Vefatından sonra bu fotoğraf, İzzet Baba’nın el sallayarak Bolulularla vedalaşmasının bir simgesi olurken, vefatıyla adeta özdeşleşti.
İzzet Baba öldükten sonra masasının çekmecesinde Ahmet Baysal’a verilmek üzere hazırlanmış olan mektup zarfının içinden çıkan kısa vasiyet notunda şöyle yazıyordu; “Oğlum Ahmet ben öldükten sonra mezarımın başında bir fotoğrafım olsun, varsın onun günahı da bana ait olsun.”

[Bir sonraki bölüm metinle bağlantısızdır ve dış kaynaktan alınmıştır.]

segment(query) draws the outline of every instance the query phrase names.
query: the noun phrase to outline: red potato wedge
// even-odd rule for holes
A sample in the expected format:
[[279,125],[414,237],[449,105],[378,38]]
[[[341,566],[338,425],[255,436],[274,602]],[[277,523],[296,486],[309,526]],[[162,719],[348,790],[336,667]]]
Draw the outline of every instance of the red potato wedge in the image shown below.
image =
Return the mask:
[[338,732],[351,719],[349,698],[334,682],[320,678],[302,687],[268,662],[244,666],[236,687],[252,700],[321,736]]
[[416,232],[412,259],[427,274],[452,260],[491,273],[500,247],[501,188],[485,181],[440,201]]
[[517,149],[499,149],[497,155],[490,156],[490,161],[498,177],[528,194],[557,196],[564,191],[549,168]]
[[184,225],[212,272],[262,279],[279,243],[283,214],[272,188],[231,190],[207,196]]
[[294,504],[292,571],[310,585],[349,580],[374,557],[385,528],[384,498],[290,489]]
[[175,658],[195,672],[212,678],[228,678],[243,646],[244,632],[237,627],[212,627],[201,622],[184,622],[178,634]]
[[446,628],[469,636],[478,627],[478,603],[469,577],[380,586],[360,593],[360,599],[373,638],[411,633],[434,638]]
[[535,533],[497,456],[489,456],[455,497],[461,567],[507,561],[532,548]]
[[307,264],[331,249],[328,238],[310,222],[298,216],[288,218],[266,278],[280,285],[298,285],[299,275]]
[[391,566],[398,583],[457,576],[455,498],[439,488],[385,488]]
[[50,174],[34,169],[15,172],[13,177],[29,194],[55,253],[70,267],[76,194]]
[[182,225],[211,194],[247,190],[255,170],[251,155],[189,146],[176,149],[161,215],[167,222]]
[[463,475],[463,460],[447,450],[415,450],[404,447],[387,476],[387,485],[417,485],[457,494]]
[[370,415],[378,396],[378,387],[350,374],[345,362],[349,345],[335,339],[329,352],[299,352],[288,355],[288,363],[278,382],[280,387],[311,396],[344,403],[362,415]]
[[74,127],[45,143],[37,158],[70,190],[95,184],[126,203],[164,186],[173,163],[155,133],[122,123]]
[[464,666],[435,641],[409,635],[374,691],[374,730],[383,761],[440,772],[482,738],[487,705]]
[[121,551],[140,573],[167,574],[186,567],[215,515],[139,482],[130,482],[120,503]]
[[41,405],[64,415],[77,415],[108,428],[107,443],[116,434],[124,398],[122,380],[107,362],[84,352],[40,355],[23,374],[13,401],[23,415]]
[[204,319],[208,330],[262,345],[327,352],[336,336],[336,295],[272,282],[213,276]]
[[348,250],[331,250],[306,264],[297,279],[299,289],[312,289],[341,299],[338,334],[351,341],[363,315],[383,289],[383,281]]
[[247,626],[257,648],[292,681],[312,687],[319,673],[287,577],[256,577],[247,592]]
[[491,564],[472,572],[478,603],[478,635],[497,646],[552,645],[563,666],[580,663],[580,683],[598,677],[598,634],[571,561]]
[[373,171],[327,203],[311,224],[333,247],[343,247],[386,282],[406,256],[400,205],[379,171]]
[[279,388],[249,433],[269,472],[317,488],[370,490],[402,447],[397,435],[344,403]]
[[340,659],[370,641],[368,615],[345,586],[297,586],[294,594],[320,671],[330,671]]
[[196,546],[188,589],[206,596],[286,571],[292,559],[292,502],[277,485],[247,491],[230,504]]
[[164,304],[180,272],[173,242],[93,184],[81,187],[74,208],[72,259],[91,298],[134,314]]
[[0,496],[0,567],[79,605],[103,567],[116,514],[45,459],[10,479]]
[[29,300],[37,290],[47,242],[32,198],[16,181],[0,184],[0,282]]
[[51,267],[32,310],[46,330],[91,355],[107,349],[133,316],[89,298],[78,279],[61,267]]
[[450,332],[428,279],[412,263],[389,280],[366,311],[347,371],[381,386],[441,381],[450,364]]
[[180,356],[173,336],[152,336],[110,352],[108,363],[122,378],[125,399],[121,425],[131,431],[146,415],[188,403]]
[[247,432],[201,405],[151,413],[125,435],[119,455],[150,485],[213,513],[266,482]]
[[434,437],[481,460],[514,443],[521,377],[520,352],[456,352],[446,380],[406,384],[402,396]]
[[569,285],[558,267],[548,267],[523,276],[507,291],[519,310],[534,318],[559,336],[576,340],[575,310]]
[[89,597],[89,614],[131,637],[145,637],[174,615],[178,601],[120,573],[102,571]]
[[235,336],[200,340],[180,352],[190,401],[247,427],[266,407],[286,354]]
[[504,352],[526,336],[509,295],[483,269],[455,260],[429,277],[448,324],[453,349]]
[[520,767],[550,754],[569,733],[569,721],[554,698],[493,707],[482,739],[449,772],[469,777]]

İşte İzzet Baba’nın bu vasiyeti yerine getirilirken, Anıt mezarına yakışacak en güzel ve en anlamlı fotoğrafı olarak, hiç tartışmasız benim çektiğim bu fotoğrafı seçilmişti.
İzzet Baysal’ı anlatan en güzel fotoğraf olarak, gazetelerde, posterlerde, afişlerde, totemlerde, her yerde bu fotoğraf kullanılırken, ben de bu fotoğrafı çekerek o anı ölümsüzleştiren bir kişi olarak gurur duyuyorum.